Beryl Culverwell

Fifty-two-year-old welfare worker Beryl Culverwell lived with her husband Anthony in a house called Woodholme in the Widcombe Hill area of Bath, England.

At around six p.m. on the evening of January 13th, 1978, Anthony came home from work as usual. At first, nothing seemed amiss; Beryl’s Renault was parked where it always was, and the residence looked undisturbed.

When Anthony went into the house and called out for his wife, though, he got no response, and he became alarmed when he went into the kitchen and saw the grocery shopping strewn haphazardly across the table, and food burning in the oven.

Panicked, Anthony searched the entire house but saw no sign of Beryl. Finally, he went into the garage, and to his horror found his wife lying dead in a pool of blood. She had been bound with twine and beaten in the head repeatedly with a blunt object before being stabbed more than twenty times. The bread knife used to kill her was found alongside her body, as was her sheepskin coat.
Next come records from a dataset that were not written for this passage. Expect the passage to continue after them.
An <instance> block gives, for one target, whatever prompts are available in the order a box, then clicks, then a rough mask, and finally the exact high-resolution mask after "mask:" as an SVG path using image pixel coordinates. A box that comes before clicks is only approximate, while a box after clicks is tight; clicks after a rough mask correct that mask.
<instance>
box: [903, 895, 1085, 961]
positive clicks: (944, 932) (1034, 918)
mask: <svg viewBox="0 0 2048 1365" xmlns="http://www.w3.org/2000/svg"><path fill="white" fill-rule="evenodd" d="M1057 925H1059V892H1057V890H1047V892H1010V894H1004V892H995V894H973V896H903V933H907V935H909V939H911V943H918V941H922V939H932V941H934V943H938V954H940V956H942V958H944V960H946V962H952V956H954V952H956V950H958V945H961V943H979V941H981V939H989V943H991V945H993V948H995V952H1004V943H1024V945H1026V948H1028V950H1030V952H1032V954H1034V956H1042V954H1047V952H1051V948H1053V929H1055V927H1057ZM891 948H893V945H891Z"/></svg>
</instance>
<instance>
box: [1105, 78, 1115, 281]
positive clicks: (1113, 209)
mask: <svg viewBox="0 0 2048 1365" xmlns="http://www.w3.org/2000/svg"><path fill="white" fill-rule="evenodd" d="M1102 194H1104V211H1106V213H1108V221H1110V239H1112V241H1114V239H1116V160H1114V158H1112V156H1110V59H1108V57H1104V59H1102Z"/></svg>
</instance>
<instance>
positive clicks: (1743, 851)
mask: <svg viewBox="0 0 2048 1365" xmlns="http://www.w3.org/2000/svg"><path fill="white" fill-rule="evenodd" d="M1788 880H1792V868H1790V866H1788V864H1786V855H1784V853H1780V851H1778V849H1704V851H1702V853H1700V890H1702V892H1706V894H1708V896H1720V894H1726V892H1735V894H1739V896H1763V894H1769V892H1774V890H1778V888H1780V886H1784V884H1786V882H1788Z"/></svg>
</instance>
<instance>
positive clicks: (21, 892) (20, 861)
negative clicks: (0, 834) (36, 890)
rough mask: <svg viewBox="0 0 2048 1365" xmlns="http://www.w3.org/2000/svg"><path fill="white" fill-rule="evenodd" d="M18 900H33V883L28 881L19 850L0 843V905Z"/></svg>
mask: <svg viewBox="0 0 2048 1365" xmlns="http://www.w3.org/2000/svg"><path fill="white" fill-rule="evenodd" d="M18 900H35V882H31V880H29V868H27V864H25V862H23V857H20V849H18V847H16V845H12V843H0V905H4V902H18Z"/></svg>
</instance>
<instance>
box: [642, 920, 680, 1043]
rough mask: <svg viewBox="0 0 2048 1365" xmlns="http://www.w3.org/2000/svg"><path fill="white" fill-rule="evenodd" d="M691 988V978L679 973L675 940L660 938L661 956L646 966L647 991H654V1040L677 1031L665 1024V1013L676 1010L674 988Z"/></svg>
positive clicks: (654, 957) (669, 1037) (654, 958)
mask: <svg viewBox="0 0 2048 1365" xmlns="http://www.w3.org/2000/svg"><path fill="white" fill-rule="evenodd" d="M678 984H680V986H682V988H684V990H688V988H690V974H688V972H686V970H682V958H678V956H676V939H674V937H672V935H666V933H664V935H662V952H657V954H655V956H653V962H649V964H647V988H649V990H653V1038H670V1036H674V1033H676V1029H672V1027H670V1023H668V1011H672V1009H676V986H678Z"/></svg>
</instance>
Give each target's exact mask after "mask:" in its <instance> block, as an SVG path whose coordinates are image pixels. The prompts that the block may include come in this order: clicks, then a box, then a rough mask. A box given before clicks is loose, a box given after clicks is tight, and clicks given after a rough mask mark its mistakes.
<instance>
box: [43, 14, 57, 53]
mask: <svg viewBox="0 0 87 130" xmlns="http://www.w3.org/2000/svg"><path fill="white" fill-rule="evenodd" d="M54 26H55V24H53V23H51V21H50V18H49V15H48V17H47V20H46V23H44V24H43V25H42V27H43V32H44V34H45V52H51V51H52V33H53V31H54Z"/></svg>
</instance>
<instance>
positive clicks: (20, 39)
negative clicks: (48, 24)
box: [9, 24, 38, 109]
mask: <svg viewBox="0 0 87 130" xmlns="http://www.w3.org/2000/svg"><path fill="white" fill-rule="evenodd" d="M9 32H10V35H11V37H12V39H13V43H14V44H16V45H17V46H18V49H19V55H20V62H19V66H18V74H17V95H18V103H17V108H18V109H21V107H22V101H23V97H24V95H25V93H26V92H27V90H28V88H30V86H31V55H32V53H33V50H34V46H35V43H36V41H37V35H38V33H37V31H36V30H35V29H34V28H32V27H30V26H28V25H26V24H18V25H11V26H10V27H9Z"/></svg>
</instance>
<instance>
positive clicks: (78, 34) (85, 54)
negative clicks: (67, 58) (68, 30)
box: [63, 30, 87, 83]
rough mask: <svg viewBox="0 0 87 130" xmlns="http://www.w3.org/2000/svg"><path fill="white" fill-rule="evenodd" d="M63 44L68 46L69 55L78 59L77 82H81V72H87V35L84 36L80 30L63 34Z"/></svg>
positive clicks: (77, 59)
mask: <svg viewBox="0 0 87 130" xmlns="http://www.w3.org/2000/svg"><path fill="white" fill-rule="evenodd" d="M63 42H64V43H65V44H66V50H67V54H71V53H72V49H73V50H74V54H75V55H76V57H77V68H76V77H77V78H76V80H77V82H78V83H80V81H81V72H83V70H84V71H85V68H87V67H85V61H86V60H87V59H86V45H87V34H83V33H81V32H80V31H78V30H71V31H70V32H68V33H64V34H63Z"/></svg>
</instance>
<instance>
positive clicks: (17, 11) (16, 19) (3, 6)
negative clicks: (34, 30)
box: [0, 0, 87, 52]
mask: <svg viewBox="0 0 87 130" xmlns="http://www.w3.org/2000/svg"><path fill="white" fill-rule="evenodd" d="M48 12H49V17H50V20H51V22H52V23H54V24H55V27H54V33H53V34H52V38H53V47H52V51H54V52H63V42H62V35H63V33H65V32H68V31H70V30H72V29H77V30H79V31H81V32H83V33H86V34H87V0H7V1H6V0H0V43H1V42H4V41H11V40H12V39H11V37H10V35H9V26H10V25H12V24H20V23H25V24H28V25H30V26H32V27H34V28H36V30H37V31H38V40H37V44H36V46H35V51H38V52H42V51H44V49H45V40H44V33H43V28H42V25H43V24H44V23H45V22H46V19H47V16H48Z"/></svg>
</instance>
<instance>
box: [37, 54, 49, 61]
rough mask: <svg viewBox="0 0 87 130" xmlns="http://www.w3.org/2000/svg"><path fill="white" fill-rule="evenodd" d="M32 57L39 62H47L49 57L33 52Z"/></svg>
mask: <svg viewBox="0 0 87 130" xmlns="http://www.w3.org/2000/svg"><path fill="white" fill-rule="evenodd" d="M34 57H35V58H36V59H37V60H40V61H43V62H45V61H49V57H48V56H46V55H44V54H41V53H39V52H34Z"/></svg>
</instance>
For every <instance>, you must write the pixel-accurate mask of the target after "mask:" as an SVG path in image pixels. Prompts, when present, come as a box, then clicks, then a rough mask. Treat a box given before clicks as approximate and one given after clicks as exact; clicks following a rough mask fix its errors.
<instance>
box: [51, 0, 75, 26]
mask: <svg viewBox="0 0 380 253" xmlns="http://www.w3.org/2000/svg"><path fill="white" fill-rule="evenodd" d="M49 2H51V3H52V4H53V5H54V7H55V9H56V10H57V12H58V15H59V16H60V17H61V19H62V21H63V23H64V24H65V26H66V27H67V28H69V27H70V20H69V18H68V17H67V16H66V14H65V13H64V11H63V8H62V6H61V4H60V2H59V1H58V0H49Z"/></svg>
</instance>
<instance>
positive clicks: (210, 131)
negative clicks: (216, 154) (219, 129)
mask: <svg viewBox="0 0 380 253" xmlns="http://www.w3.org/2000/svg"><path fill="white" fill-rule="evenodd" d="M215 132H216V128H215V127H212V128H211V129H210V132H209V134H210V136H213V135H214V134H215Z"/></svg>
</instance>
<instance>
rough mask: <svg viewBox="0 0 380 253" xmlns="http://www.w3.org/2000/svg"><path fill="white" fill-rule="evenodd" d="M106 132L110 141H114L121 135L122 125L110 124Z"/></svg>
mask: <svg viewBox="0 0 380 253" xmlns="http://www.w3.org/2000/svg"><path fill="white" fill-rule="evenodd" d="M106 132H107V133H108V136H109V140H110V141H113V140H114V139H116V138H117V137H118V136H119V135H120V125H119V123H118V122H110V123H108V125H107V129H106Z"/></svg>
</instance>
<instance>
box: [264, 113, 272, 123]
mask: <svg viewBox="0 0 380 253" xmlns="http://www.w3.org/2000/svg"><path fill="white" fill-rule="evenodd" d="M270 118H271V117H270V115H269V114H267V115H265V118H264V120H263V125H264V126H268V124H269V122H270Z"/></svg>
When detectives arrived, they also discovered that the killer had taken a pair of secateurs from the garage and used them to cut the phone lines before leaving them in the hallway.

The house itself bore no sign of ransacking, and nothing appeared to have been stolen. Further, an autopsy determined that Beryl had not been sexually assaulted. Police were therefore baffled as to the motive for the savage crime.

The investigation was hampered from the beginning by the lack of any fingerprint evidence at the scene, and the fact that none of the neighbors had heard anything unusual at the time of the murder. One witness claimed to have seen a yellow Volkswagen Beetle driving quickly away from the house, but this vehicle was never traced.

The case was featured on Crimewatch in 2003 and remains open, but as of this writing in May of 2024, Beryl Culverwell’s brutal murder is still unsolved.